Cet argumentaire aurait trouvé un écho favorable auprès d’une partie des conseillers du président américain, sensibles à l’idée d’une démonstration de force qui trancherait avec l’approche de l’administration précédente. Reste que la Maison-Blanche, d’après plusieurs sources citées par le quotidien libanais, aurait maintenu une ambiguïté calculée entre la voie de la pression maximale et celle d’une négociation directe avec Téhéran, ménageant ainsi une marge de manœuvre au chef de l’État.
Un pari à haut risque pour la région
Au-delà de la question iranienne, la visite aurait été mise à profit pour ancrer l’idée qu’une escalade contrôlée servirait plusieurs objectifs simultanés.
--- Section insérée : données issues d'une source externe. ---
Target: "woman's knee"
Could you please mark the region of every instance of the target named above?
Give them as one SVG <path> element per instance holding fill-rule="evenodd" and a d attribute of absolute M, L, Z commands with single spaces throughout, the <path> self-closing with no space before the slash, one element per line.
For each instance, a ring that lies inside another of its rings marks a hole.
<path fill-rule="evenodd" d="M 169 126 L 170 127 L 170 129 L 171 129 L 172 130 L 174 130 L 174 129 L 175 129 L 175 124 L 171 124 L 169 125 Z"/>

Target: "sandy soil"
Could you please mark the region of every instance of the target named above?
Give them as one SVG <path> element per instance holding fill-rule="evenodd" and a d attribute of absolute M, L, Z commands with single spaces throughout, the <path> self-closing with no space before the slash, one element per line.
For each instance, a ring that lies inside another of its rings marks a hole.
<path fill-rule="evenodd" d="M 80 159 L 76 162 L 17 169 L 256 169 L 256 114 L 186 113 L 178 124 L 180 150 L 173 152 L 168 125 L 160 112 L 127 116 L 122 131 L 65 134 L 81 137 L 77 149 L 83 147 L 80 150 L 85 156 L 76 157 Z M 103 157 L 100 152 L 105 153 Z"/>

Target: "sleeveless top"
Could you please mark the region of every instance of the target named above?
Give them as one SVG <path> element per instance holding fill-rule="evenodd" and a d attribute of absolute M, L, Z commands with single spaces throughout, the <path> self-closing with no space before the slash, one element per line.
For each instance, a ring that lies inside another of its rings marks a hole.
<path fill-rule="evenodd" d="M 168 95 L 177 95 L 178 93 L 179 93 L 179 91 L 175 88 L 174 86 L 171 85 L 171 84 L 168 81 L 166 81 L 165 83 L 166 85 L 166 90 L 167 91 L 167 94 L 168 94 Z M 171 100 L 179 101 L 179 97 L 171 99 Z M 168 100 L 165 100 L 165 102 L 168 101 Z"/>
Elle offrirait à Israël l’occasion de finaliser le démantèlement des capacités du Hezbollah, de peser sur la reconfiguration politique en Syrie et de refermer durablement le dossier de Gaza sur des termes favorables à Tel-Aviv. À Washington, cette même escalade est présentée comme un levier pour redessiner l’architecture régionale, accélérer la normalisation avec Riyad et repositionner les États-Unis comme arbitre incontesté du Levant.
Les zones d’ombre demeurent nombreuses. Le degré d’engagement militaire que Donald Trump serait prêt à consentir reste incertain, tout comme la capacité de l’administration américaine à contenir les effets de contagion d’une confrontation directe avec l’Iran. Les capitales du Golfe, courtisées par les deux camps, observent avec prudence une séquence qui pourrait bouleverser leurs propres calculs sécuritaires et énergétiques. Pour les chancelleries arabes, l’enjeu est aussi de mesurer jusqu’où la Maison-Blanche est disposée à endosser un scénario dont l’écriture initiale porte largement la signature du cabinet israélien.
Reste une interrogation stratégique : la promesse d’un succès rapide vendue à Donald Trump résistera-t-elle à l’épreuve du terrain, dans une région où les précédents récents invitent à la circonspection. Selon Al Akhbar, la réponse conditionnera l’équilibre du Moyen-Orient pour les mois à venir.